ホビースペース工事部通信
August 27.2010

 工事部 / 佐藤 

 これから、ペタこらコンクリートです。

 と言いましても今度のは石を組んだ上に乗るペタこらです。敷地境界沿いの幅の狭いところにつくる土止めを兼ねた造形物です。

石の上に組まれた鉄筋と片側のみの型枠。これにコンクリートをかぶせていきます。

 コンクリートの入ったユンボのバケットをスコップを持つ作業員(この場合営業のNさん)の手元に持ってきてもらいます。そこからスコップで適量のコンクリートを採り、ねらった位置にかぶせていきます。

 バケット内のコンクリート残量やコンクリートをかぶせたい位置に応じて、バケットの角度や位置を微妙に変えていきます。できるだけコンクリートをこぼさないようねらった位置にピンポイントに供給しなければなりません。

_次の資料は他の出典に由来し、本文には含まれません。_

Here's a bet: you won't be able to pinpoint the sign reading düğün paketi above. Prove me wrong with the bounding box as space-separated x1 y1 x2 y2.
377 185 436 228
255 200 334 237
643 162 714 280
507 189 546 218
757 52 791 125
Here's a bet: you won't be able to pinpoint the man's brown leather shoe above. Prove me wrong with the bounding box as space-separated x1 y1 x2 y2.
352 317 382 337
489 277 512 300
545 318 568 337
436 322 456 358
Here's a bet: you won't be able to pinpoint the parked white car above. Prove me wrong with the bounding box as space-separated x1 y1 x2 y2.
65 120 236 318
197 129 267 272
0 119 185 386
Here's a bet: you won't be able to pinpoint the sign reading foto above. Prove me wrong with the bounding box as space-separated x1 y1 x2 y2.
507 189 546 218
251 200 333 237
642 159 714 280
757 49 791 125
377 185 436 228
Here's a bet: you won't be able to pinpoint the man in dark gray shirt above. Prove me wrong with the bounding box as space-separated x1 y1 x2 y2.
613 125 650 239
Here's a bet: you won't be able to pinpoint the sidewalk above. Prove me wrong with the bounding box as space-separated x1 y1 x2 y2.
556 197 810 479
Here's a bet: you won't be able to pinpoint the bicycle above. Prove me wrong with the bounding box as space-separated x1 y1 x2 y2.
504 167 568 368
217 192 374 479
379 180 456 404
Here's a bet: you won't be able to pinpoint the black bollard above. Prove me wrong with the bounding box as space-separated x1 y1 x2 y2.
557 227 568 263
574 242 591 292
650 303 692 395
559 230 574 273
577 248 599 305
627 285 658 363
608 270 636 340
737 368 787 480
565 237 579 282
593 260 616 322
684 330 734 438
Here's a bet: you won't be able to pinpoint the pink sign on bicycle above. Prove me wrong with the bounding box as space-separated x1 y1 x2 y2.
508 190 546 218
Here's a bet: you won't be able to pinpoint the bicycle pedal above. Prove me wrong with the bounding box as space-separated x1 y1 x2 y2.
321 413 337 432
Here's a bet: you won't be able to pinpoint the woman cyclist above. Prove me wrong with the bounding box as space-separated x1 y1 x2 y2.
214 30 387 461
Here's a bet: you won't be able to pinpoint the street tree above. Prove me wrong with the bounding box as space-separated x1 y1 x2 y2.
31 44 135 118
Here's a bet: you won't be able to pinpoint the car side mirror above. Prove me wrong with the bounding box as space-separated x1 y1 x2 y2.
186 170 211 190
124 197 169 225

 ユンボのオペ(操作する人・操作すること)には、相当な熟練を要します。

 また、スコップを持つ者には的確な位置に適量のコンクリートを供給することが求められます。その良し悪しでこのあとのコテによる均し作業にかかる負担に大きく影響してしまうからです。そればかりでなく、ペタこらのデザインはこの段階でかなりの部分が決定してしまいます。

 ユンボとスコップの利点を最大限引き出したコンクリートの供給作業です。

 そして、コテによる均し作業。

 これもまた、ペタこらならではの上へ上へとなすりあげるようなコテ使いなのですが、今回の場合いつもに増して角度が垂直に近いため、一度では決まらず二度三度とコンクリートを重ねながらようやく出来上がるものです。

 今日のような暑い日はコンクリートの硬化が早いため、刻々と変化するコンクリートの状態と相談しながら的確に判断し、これらの作業の連携がいかにうまくできるかがこの工事の最も重要なポイントなのです。

 まさに、ホビースペース工事部が培ってきたオリジナルわざの連携によってのみ成せる匠のわざといっていいでしょう。

 さまざまに形を変えるペタこら。今回のは、石組みとのコラボレーションというオリジナルわざの応用となりました。